Setelah menonton Narcos: Mexico, aku ngerti banget sama Kiki Camarena. Dia lahir di Mexicali tapi tinggal di Calexico juga. Aku jualan kokain dan ganja. Aku kayak badut dibandingkan pengedar narkoba di serial ini. Aku enggak segila mereka, tapi ada beberapa kesamaan—setidaknya aku bisa melihat diriku sendiri dalam tokoh-tokoh di serial ini. Aku pernah menghabiskan empat bulan di penjara karena tertangkap membawa 50 dus Rivotril Clonazepam di bagasi mobilku. Aku jualan narkoba supaya enggak usah kerja kasar dengan gaji UMR. Faktor itu yang menurutku juga terlihat dari motivasi tokoh-tokoh di serial Narcos.
Ulises, 29 Tahun
Aku mengedarkan kokain, ganja, dan LSD. Dulu aku melihat orang merokok ganja dalam sebuah film, terus pas pergi ke sebuah pesta, aku jadi ingin mencobanya sendiri. Lama-lama aku enggak pengin cuma make’, aku sekalian menjualnya. Rasanya jualan ganja enggak gitu berbahaya, tapi aku beralih ke narkoba yang lebih keras ketika mulai demen sama musik elektronik, yang mengarahkanku ke zat psikedelik seperti LSD—yang nantinya aku juga kujual.
Menurutku serial Narcos: Mexico menarik karena menampilkan tokoh-tokoh dari cerita yang sudah kami akrabi seumur hidup. Kakakku dulu mengoleksi CD dari El TRI [band rock Meksiko]. Ada satu lagu yang aku suka banget berjudul “Sara.” Udah sering banget aku ndengerin lagu itu, tapi baru sekarang aku sadar mereka ngomongin sosok Caro Quintero di lagunya. Aku juga tahu Don Neto dan Miguel Ángel Félix Gallardo itu siapa melalui musik; aku juga tahu balada narkoba dari Los Tigres del Norte yang berjudul “El Jefe de Jefes” juga tentang pengedar legendaris Félix Gallardo.

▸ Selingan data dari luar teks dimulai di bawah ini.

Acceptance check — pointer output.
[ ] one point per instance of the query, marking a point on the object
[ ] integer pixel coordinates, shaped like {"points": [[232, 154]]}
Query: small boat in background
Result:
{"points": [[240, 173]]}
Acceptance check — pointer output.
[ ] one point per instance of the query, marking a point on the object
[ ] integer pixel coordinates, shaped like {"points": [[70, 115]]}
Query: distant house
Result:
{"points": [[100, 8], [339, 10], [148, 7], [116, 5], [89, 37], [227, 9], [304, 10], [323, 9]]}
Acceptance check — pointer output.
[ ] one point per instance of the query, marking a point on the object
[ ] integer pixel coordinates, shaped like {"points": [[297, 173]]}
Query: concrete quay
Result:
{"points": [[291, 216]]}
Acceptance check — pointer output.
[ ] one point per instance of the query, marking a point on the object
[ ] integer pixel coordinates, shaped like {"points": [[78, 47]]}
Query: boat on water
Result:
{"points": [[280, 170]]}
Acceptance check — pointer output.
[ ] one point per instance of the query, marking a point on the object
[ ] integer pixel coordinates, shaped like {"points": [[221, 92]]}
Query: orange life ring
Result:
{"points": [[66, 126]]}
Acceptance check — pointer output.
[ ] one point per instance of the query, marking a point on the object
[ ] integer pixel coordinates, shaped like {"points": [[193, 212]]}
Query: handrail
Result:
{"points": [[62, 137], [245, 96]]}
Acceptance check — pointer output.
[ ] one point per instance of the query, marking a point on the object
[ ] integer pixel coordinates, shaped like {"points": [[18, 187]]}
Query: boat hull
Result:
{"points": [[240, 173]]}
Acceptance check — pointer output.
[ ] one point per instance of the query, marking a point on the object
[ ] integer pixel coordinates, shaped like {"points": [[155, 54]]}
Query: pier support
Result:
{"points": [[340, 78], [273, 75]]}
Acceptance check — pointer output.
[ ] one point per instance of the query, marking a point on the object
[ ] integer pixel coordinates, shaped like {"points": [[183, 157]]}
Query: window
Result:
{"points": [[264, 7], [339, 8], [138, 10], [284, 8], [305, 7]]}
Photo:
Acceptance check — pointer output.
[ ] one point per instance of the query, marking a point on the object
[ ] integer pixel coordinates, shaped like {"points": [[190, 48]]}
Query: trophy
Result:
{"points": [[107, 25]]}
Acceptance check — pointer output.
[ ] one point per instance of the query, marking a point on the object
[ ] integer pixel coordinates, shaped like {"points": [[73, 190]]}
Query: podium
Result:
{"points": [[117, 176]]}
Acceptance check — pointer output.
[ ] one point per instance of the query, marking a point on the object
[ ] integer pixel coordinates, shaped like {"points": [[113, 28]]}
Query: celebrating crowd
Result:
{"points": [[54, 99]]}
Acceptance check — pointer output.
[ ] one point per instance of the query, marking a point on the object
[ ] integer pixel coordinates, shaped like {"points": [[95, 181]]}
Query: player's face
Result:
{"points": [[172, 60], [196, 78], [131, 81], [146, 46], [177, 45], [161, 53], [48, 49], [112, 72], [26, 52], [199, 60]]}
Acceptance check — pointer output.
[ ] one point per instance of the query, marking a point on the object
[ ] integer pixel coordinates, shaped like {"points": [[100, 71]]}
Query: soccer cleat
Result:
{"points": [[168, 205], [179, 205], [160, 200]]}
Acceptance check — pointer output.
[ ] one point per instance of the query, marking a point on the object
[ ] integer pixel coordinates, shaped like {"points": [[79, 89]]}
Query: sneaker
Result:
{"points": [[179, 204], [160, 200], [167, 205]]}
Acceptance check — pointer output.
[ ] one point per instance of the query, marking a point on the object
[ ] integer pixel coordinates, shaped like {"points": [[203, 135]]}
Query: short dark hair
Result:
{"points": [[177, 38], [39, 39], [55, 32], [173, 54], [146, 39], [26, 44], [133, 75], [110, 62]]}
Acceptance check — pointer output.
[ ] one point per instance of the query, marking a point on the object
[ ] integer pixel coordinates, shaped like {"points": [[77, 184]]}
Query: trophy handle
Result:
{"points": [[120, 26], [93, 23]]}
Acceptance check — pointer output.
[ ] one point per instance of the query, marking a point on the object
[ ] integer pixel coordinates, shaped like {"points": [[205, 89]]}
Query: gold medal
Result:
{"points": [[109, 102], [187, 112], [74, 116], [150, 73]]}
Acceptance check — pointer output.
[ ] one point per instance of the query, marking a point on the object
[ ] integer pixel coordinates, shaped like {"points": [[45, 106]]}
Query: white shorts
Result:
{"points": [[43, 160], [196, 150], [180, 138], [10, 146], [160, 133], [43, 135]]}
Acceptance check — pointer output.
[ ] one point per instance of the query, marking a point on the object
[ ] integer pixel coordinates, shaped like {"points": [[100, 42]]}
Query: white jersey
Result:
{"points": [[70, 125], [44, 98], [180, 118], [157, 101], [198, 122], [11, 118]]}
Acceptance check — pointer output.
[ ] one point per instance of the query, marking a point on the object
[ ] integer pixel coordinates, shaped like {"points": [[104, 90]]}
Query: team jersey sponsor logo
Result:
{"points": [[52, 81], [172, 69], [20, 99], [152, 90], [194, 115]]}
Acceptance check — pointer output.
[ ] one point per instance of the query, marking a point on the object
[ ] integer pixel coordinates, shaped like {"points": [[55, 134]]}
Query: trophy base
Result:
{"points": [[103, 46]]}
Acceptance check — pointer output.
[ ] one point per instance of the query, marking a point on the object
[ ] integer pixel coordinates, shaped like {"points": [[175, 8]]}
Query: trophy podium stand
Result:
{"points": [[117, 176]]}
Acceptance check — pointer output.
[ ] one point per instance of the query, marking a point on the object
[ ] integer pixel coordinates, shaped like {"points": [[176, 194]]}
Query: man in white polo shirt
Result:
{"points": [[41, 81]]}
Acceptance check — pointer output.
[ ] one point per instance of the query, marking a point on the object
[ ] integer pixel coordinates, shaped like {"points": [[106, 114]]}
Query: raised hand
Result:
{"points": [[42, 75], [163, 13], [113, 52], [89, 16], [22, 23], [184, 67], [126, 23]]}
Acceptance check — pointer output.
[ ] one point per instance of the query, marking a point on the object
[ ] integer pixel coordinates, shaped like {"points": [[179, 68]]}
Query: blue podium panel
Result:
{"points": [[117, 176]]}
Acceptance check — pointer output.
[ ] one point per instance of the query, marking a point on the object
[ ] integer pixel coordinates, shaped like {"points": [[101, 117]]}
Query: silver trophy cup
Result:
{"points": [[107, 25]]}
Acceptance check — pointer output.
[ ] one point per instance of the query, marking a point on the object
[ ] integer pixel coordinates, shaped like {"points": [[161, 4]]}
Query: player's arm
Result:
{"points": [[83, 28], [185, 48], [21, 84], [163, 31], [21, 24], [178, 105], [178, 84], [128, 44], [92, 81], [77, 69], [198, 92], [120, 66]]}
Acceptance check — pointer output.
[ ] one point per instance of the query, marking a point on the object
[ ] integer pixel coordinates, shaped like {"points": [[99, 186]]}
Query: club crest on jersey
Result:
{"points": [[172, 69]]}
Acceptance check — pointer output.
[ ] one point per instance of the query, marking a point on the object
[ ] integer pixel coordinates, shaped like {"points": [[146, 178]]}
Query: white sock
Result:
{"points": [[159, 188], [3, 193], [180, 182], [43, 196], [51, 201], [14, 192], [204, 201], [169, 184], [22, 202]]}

Dulu pernah ada masa ketika aku rutin mengkonsumsi LSD senilai 1.000 pesos [Rp 728.000] setiap minggu. Aku mulai kehilangan akal sehat, kayak Caro Quintero dalam episode di mana dia berhenti pakai kokain. Otakku berantakan. Aku mulai mengalami kilas balik dan halusinasi; bahkan saat aku enggak mengambil LSD, aku seperti melihat setan dan monster.